Expected Behavior
When splitting documents using TextSplitter
, all original document properties should be preserved in the resulting chunks, and users should be able to track the relationship between chunks and their parent documents. This is essential for RAG (Retrieval-Augmented Generation) systems that need to:
- Maintain document relevance scores across chunks
- Reconstruct original documents from chunks
- Group search results by source document
- Provide proper attribution and traceability
Users should be able to:
//Split a document with score and metadata
Document originalDoc = Document.builder()
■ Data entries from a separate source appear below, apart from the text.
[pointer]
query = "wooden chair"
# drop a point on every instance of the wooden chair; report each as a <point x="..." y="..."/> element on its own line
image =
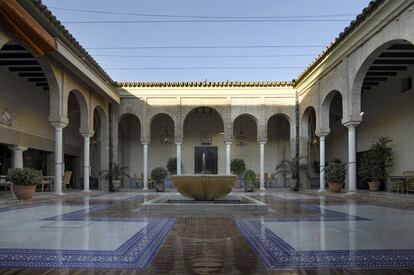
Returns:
<point x="409" y="182"/>
<point x="395" y="183"/>
<point x="66" y="180"/>
<point x="45" y="181"/>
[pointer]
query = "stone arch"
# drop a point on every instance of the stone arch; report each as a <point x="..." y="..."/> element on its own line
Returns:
<point x="84" y="110"/>
<point x="358" y="78"/>
<point x="258" y="129"/>
<point x="188" y="112"/>
<point x="156" y="116"/>
<point x="50" y="72"/>
<point x="292" y="129"/>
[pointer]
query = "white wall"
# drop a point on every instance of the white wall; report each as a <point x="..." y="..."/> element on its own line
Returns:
<point x="196" y="125"/>
<point x="387" y="112"/>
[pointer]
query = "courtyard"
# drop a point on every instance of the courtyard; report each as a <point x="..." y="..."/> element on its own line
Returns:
<point x="233" y="174"/>
<point x="301" y="233"/>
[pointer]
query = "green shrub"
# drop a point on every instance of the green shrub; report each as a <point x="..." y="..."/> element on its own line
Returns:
<point x="172" y="166"/>
<point x="249" y="176"/>
<point x="335" y="171"/>
<point x="375" y="164"/>
<point x="25" y="176"/>
<point x="237" y="166"/>
<point x="159" y="174"/>
<point x="292" y="167"/>
<point x="116" y="172"/>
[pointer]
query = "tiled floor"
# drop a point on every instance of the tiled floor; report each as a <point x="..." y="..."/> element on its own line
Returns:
<point x="302" y="234"/>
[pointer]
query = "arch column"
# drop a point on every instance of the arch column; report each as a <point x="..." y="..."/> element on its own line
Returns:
<point x="178" y="144"/>
<point x="322" y="139"/>
<point x="228" y="156"/>
<point x="261" y="149"/>
<point x="352" y="165"/>
<point x="59" y="125"/>
<point x="86" y="158"/>
<point x="145" y="163"/>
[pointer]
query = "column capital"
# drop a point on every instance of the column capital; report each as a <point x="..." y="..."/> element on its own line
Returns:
<point x="87" y="133"/>
<point x="322" y="132"/>
<point x="351" y="124"/>
<point x="178" y="140"/>
<point x="59" y="122"/>
<point x="17" y="148"/>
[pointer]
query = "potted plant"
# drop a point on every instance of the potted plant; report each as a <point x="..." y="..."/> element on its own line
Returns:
<point x="24" y="182"/>
<point x="335" y="174"/>
<point x="249" y="180"/>
<point x="237" y="167"/>
<point x="292" y="167"/>
<point x="158" y="175"/>
<point x="116" y="172"/>
<point x="373" y="168"/>
<point x="172" y="169"/>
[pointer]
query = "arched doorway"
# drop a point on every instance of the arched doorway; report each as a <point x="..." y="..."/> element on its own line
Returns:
<point x="162" y="146"/>
<point x="203" y="136"/>
<point x="245" y="145"/>
<point x="130" y="150"/>
<point x="99" y="149"/>
<point x="278" y="146"/>
<point x="336" y="141"/>
<point x="309" y="148"/>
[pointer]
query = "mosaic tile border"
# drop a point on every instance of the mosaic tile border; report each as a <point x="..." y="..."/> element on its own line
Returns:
<point x="277" y="254"/>
<point x="136" y="253"/>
.text("Long document content...")
.score(0.95)
.metadata(Map.of("source", "report.pdf", "author": "John Doe"))
.build();
List<Document> chunks = textSplitter.split(originalDoc);
//Access preserved score
chunks.get(0).getScore(); // Should return 0.95
//Track parent document
String parentId = (String) chunks.get(0).getMetadata().get("parent_document_id");
int chunkIndex = (Integer) chunks.get(0).getMetadata().get("chunk_index");
int totalChunks = (Integer) chunks.get(0).getMetadata().get("total_chunks");
//Reconstruct document order
chunks.stream()
.filter(chunk -> parentId.equals(chunk.getMetadata().get("parent_document_id")))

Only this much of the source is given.